Las pequeñeces de nuestra falta de estilo y de tanta verbosidad ya no cuentan. Macri y la Presidenta, infatigable, se manejaron finalmente con eficacia y corrección. Pese al error de la ausencia presidencial, el Colón recobró su fasto. La fiesta de la calle fue como si hubiésemos ganado un Mundial. La reflexión fue escasa. No hubo palabras memorables o convocantes sobre nuestra mediocridad política, y la urgencia de un cambio profundo.

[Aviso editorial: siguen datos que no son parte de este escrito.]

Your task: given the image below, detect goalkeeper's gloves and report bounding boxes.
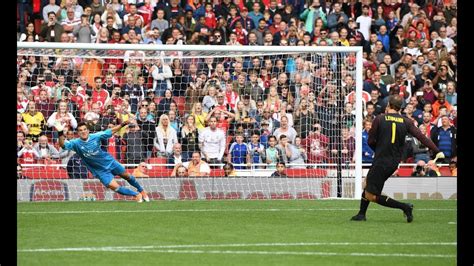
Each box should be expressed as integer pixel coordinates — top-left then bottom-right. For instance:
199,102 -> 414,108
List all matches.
435,152 -> 445,161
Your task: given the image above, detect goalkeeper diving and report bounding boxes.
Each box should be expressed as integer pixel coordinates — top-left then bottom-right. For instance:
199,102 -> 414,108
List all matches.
58,120 -> 149,202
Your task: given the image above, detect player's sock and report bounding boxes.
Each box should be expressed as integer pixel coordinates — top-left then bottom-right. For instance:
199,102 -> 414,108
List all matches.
126,175 -> 144,193
115,186 -> 138,196
358,191 -> 370,215
375,195 -> 406,210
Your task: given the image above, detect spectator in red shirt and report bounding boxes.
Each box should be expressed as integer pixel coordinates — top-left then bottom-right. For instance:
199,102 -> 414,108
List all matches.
204,3 -> 217,30
91,76 -> 111,111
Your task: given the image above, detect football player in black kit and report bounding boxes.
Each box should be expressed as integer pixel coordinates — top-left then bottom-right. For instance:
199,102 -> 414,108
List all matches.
351,95 -> 445,223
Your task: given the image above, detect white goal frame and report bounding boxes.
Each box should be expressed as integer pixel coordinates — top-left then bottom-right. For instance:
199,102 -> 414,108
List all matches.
17,42 -> 364,200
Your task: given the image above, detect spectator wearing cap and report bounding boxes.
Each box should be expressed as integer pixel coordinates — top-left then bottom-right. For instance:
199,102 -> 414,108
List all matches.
422,79 -> 438,104
230,6 -> 255,32
431,39 -> 448,62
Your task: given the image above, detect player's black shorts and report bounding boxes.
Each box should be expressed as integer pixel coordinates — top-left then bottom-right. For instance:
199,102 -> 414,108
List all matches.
365,162 -> 399,195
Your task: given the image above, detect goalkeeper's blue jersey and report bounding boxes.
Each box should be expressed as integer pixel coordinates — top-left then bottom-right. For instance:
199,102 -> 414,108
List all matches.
64,129 -> 115,177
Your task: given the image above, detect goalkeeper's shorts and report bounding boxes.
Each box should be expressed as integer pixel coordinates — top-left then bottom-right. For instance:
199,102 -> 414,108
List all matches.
365,163 -> 398,195
95,161 -> 126,187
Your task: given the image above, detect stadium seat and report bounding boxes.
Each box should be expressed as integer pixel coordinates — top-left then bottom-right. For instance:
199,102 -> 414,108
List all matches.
439,166 -> 452,176
397,167 -> 413,177
210,169 -> 225,176
147,157 -> 168,169
173,96 -> 186,116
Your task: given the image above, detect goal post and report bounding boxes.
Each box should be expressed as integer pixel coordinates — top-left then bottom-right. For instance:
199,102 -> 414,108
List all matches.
17,42 -> 363,201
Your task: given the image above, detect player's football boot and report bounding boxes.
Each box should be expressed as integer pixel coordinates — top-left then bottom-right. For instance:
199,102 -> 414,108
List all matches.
403,203 -> 414,223
135,192 -> 143,203
350,214 -> 367,221
140,191 -> 150,202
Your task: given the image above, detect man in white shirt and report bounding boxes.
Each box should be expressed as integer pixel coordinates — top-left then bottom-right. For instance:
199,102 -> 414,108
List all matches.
437,27 -> 455,52
356,5 -> 372,41
199,116 -> 226,164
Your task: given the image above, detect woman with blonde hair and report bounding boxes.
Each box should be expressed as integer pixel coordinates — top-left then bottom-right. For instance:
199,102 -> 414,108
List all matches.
153,114 -> 178,157
179,114 -> 200,159
264,86 -> 281,114
233,100 -> 249,124
96,27 -> 109,43
47,100 -> 78,141
190,102 -> 208,132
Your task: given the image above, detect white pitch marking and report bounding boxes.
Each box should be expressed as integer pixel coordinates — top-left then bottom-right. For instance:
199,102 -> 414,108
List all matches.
17,208 -> 456,215
17,247 -> 456,259
448,222 -> 456,224
18,241 -> 457,252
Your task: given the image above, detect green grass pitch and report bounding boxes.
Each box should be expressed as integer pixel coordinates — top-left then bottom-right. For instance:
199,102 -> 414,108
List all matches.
18,200 -> 456,266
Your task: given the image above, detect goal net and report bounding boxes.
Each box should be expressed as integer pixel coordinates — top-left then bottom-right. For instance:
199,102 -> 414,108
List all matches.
17,42 -> 363,201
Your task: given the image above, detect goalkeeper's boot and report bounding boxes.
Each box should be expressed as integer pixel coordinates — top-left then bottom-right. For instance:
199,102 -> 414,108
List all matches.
141,191 -> 150,202
350,214 -> 367,221
403,203 -> 414,223
135,192 -> 143,203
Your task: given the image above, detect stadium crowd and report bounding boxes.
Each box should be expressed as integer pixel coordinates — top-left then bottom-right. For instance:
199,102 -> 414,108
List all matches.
17,0 -> 457,176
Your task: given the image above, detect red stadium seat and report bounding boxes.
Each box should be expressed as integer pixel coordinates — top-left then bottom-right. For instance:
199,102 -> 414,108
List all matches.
173,96 -> 186,116
397,167 -> 413,177
147,157 -> 168,169
439,166 -> 452,176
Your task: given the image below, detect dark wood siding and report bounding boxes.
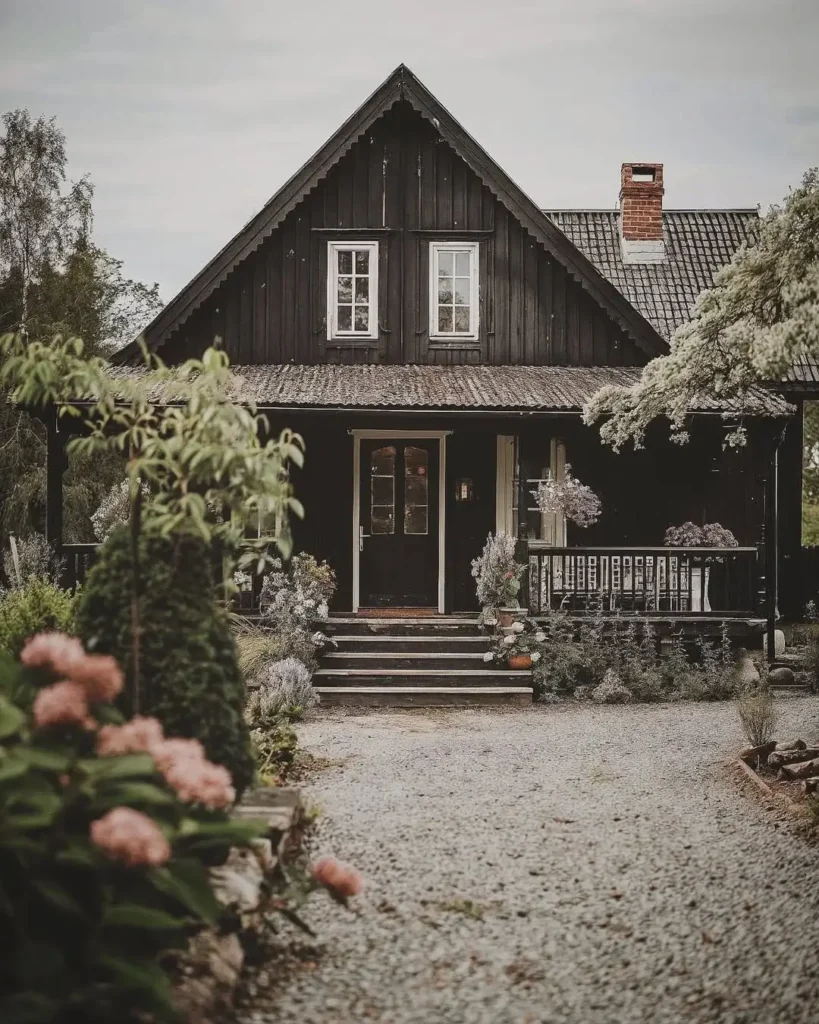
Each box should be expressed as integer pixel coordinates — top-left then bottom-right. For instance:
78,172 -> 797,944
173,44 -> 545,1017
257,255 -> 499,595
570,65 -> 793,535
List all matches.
165,102 -> 644,368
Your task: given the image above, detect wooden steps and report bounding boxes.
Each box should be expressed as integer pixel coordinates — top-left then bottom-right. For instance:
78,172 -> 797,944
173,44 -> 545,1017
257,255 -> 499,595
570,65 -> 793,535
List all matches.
316,616 -> 532,707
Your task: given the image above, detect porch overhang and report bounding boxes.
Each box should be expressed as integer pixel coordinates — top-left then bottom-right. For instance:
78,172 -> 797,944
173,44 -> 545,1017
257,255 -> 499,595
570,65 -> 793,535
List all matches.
109,363 -> 795,419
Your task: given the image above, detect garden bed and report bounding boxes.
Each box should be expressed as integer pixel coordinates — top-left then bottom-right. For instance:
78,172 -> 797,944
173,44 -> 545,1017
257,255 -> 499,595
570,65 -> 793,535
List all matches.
737,740 -> 819,817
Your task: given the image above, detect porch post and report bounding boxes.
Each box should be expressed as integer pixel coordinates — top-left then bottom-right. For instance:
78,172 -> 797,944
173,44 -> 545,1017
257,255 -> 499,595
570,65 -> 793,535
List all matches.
45,408 -> 66,554
763,430 -> 781,665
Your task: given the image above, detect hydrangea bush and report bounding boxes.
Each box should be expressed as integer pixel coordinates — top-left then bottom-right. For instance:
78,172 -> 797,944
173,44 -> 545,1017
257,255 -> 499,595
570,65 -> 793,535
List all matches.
0,633 -> 264,1024
471,532 -> 526,609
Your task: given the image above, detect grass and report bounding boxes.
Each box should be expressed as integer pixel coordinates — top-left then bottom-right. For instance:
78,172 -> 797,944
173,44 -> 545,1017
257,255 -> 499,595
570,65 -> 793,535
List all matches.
232,615 -> 285,682
736,685 -> 779,747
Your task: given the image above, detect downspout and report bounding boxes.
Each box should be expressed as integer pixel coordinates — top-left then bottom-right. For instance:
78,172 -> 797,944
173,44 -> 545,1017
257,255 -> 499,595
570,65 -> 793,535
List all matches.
765,425 -> 788,665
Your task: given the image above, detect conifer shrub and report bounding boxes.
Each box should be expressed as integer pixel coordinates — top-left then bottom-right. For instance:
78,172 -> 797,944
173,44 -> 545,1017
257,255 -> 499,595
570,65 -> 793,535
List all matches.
75,526 -> 254,798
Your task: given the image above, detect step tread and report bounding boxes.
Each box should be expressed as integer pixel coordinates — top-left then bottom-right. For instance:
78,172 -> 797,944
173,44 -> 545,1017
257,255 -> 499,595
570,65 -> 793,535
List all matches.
324,651 -> 489,660
316,687 -> 533,695
331,635 -> 488,643
315,667 -> 529,677
324,617 -> 478,626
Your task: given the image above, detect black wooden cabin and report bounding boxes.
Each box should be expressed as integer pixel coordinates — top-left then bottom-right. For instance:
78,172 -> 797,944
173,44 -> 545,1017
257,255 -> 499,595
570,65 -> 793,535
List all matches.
49,65 -> 805,643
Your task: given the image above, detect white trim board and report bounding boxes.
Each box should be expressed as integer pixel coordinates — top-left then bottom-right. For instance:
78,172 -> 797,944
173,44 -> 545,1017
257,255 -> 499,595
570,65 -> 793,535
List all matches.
350,429 -> 451,613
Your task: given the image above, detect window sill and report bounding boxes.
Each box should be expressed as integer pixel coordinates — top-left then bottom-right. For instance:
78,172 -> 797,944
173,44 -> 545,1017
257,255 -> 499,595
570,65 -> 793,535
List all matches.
428,339 -> 481,350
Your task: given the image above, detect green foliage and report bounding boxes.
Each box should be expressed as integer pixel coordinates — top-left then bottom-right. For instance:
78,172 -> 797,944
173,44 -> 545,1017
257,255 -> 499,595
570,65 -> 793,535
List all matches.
233,618 -> 287,682
585,168 -> 819,449
0,651 -> 264,1024
248,712 -> 298,783
0,578 -> 76,659
471,532 -> 525,609
2,534 -> 64,589
736,683 -> 779,747
531,610 -> 737,702
75,526 -> 255,798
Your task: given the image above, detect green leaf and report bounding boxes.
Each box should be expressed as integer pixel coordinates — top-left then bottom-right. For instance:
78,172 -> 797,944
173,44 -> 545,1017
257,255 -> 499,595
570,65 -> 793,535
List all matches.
15,747 -> 71,772
0,992 -> 58,1024
0,696 -> 25,739
103,904 -> 187,932
148,859 -> 222,925
97,954 -> 173,1010
92,781 -> 173,811
78,753 -> 157,780
176,817 -> 266,844
32,879 -> 85,917
0,755 -> 29,784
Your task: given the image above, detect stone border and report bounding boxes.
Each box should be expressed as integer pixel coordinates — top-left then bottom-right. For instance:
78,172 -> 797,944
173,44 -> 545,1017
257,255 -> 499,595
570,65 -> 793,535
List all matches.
735,758 -> 804,814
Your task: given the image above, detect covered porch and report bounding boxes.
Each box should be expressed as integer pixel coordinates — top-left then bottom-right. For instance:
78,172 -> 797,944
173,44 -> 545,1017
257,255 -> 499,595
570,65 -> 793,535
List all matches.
49,363 -> 787,640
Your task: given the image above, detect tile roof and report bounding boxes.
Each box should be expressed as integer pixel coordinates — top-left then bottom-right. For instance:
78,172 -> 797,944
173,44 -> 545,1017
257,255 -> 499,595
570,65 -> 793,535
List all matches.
109,363 -> 793,417
543,209 -> 759,343
545,209 -> 819,388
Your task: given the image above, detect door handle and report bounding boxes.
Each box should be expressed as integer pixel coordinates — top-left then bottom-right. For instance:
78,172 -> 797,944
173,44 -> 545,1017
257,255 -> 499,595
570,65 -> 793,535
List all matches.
359,525 -> 370,552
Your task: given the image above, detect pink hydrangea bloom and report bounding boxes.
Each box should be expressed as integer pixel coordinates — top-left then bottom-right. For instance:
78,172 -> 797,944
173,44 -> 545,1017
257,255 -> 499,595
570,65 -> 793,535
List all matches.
152,737 -> 206,773
90,807 -> 170,867
97,716 -> 165,757
161,753 -> 235,809
70,654 -> 124,703
33,680 -> 92,729
312,856 -> 364,899
21,633 -> 84,675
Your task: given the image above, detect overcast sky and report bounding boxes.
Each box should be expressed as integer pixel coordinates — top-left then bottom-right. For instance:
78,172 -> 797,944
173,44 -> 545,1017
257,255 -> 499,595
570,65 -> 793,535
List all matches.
2,0 -> 817,301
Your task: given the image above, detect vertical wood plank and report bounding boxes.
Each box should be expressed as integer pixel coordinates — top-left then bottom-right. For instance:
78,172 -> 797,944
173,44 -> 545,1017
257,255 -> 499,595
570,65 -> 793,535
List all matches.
523,235 -> 537,364
552,265 -> 566,362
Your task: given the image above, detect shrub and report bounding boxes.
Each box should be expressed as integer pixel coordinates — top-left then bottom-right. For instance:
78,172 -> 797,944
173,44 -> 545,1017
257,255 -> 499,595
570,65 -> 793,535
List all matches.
471,532 -> 525,609
247,657 -> 318,719
2,533 -> 65,590
0,635 -> 264,1024
736,684 -> 779,746
0,578 -> 77,659
74,526 -> 255,798
291,552 -> 336,615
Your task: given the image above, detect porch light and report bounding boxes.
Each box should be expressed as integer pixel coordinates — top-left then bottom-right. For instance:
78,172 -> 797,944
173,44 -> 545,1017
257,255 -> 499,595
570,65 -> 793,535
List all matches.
455,478 -> 474,502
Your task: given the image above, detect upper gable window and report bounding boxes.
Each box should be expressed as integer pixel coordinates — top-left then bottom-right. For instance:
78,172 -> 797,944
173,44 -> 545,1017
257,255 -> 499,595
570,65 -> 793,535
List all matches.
429,241 -> 479,341
327,241 -> 379,340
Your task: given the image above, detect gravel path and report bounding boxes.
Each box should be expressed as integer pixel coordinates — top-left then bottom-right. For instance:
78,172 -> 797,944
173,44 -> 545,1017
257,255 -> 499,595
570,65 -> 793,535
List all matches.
243,698 -> 819,1024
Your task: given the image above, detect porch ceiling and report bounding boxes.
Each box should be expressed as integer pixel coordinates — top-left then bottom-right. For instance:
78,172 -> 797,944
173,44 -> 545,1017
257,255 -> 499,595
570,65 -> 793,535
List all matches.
110,363 -> 794,417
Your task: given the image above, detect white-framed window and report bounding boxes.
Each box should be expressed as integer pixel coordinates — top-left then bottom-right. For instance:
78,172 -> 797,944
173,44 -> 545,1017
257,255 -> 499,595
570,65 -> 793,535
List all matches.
429,241 -> 479,340
326,241 -> 379,340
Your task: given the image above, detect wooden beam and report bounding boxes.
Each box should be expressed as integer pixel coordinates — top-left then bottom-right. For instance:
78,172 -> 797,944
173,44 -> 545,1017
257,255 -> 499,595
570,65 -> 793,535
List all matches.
45,409 -> 66,552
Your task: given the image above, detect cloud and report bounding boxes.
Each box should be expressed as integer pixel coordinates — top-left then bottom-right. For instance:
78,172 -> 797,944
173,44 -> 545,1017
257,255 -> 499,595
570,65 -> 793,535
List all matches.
2,0 -> 817,297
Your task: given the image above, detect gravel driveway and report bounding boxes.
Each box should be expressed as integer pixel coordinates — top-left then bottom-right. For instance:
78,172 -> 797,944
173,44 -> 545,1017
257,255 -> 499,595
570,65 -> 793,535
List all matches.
243,698 -> 819,1024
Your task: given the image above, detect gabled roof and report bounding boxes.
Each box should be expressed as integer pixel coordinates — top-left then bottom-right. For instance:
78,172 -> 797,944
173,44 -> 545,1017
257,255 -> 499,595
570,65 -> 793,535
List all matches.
121,64 -> 665,361
109,363 -> 794,417
544,209 -> 759,343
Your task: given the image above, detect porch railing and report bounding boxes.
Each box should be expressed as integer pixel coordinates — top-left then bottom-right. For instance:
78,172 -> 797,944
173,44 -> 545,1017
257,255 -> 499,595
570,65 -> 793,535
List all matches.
61,543 -> 263,615
526,543 -> 761,617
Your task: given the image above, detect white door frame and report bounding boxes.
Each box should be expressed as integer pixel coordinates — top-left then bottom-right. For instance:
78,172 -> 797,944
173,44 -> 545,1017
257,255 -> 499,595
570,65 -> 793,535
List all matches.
350,429 -> 451,613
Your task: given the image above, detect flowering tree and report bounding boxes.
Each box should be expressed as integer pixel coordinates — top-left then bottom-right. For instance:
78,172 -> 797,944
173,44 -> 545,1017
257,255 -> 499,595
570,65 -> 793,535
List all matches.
0,332 -> 304,708
584,168 -> 819,450
531,465 -> 602,528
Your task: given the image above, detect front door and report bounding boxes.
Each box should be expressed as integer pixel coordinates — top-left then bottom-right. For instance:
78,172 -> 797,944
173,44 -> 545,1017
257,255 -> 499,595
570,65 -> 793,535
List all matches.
359,439 -> 438,607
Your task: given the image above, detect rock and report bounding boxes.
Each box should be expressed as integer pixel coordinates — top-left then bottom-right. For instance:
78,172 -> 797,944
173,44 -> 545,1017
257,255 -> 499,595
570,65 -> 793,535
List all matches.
775,739 -> 807,752
591,670 -> 632,705
767,666 -> 795,687
767,747 -> 819,768
210,847 -> 265,913
174,932 -> 245,1023
780,757 -> 819,780
733,650 -> 760,688
794,671 -> 815,689
740,740 -> 777,765
762,629 -> 786,657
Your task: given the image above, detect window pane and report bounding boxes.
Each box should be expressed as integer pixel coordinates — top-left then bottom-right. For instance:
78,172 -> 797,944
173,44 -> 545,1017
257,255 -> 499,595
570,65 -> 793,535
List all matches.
354,306 -> 369,332
337,306 -> 352,331
355,250 -> 369,274
453,278 -> 471,304
438,306 -> 453,332
338,250 -> 353,275
455,251 -> 471,276
356,276 -> 369,302
372,508 -> 395,535
370,446 -> 395,535
437,250 -> 454,275
404,447 -> 428,535
454,306 -> 471,333
438,280 -> 453,304
337,276 -> 352,302
404,507 -> 428,535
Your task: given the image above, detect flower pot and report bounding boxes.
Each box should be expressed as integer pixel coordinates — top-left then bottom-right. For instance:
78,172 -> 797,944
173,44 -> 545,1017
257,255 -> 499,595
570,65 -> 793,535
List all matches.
499,611 -> 515,628
507,654 -> 532,670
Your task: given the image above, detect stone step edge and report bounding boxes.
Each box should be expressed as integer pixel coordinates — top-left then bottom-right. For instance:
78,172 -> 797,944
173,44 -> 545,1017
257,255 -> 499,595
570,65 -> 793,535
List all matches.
323,651 -> 490,660
330,635 -> 489,643
315,668 -> 531,677
315,686 -> 533,695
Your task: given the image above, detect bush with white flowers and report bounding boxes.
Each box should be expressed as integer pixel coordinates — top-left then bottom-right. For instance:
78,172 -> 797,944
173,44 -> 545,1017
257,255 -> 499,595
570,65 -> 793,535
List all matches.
531,465 -> 602,528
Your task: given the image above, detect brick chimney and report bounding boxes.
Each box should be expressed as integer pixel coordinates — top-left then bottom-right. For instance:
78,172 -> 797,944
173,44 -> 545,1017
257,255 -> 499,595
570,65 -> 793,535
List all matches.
619,162 -> 665,264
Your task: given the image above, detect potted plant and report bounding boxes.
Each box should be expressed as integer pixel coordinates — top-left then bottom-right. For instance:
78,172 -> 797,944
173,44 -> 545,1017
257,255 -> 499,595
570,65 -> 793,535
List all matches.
484,620 -> 544,670
531,464 -> 602,528
471,532 -> 526,626
664,522 -> 738,612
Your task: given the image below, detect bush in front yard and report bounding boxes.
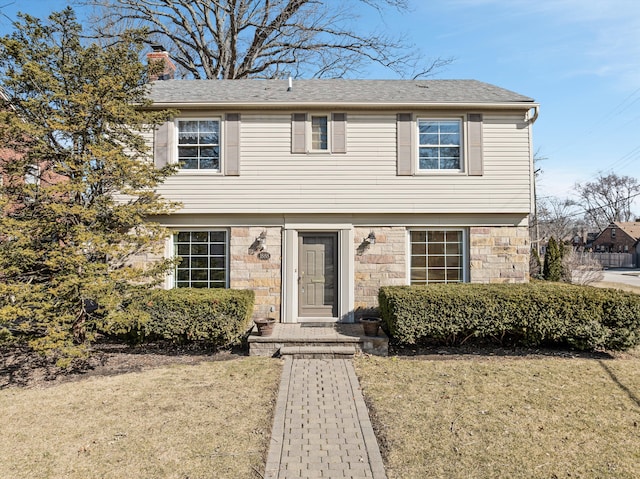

Hubiese sido el momento de pensar adónde hemos ido a parar, qué es lo que falla en nosotros, qué enfermedad secreta nos hace retroceder como en el juego de la oca. Tenemos todo, menos la capacidad de administrar eficaz y legítimamente ese todo. Ya somos un “caso” internacional. ¿Quién puede entender nuestra patológica contradicción? En el desfile final de artefactos y carrozas los libretistas destacaron más el dolor que la felicidad. No exaltaron la realidad y la pujanza confiada del país que se arrancó del desierto en tres décadas y se transformó en el más culturalizado de Iberoamérica. No aparecen los millones que hicieron la América y tuvieron el hijo doctor; ni las generaciones de chicos con infancias felices. El clima predominante fue el luctuoso con las escenas de más intenso expresionismo: los anarquistas, las Madres con el hallazgo de sus pañuelos fosforescentes; los soldados de Malvinas con más cruz que ametralladora. Todo muy sombrío con abundante lluvia e inclemencia como para subrayar lo que ya es extremo. Sabemos que somos probados y grandes veloristas. Tenemos genes etruscos: la casa de la muerte nos parece más atrayente y sólida que la de la vida.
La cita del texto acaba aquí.